I just read [1] that when introducing variance for generic types C# team was thinking whether they should automatically compute if the type is co- or contravariant. Of course this is a history now, but nevertheless I am wondering how could this be done?
Is taking all methods (excluding constructors) and checking if the type is in in
or out
position enough?
[1] Jeffrey Richter, CLR via C#, 4th edition, p.281.
The link in the now-deleted answer is to my article that explains the exact rules for determining variance validity, which does not answer your question. The link you're actually looking for is to my article on why the C# compiler team rejected attempting to compute variance without any syntax, which is here:
Briefly, the reasons for rejecting such a feature are:
interface I<V, W>
{
I<V, W> M(I<W, V> x);
}
As an exercise, compute what all the possible valid variance annotations are on V and W. Now, how should the compiler do the same computation? What algorithm did you use? And second, given that this is ambiguous, how would you choose to resolve the ambiguity?

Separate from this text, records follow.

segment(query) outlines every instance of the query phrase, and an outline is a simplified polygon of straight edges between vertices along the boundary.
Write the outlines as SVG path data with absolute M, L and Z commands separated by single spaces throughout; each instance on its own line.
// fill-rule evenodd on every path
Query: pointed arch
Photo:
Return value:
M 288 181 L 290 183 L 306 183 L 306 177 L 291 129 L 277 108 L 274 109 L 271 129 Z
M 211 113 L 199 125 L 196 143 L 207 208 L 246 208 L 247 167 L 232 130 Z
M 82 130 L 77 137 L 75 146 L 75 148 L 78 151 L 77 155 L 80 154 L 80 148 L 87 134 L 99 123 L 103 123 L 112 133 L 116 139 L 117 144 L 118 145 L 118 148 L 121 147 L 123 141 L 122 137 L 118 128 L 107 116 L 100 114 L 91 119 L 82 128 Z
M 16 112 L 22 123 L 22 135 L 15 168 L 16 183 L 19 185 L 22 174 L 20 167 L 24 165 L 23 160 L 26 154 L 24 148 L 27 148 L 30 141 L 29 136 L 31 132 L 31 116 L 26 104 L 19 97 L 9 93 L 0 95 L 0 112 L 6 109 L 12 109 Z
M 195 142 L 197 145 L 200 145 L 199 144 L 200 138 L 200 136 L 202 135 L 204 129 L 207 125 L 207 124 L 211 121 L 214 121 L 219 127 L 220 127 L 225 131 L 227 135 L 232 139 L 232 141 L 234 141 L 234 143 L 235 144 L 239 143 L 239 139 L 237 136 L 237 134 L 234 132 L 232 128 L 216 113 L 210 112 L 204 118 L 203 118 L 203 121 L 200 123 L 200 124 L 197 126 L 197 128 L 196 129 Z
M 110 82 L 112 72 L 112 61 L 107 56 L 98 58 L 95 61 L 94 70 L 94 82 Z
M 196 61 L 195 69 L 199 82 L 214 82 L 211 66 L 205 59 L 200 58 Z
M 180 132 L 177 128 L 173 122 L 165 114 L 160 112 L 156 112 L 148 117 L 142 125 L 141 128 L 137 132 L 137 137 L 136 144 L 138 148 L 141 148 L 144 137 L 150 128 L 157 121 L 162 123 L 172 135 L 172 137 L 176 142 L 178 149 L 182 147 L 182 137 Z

Now, I note that this answer thus far also does not answer your question. You asked how it could be done, and all I gave you was reasons why we shouldn't make the attempt to do it. There are many ways it could be done.
For example, take every generic type in the program, and every type parameter of those generic types. Suppose there are a hundred of them. Then there are only three-to-the-hundred possible combinations of invariant, in and out for each; try all of them, see which ones work, and then have a ranking function that chooses from the winners. The problem there of course is that it takes longer than the age of the universe to run.
Now, we could apply a smart pruning algorithm to say "any choice where T is in and is also known to be used in an output position is invalid", so don't check any of those cases. Now we have a situation where we have hundreds of such predicates that must all be applied in order to determine what the applicable set of variance validities are. As I noted in my example above, it can be quite tricky to figure out when something is actually in an input or output position. So this is probably a non-starter as well.
Ah, but that idea implies that analysis of predicates about an algebraic system is a potentially good technique. We could build an engine that generates predicates and then applies a sophisticated SMT solver to it. That would have bad cases that require gazillions of computations, but modern SMT solvers are pretty good in typical cases.
But all this is way, way too much work to do for a feature that has almost no value to the user.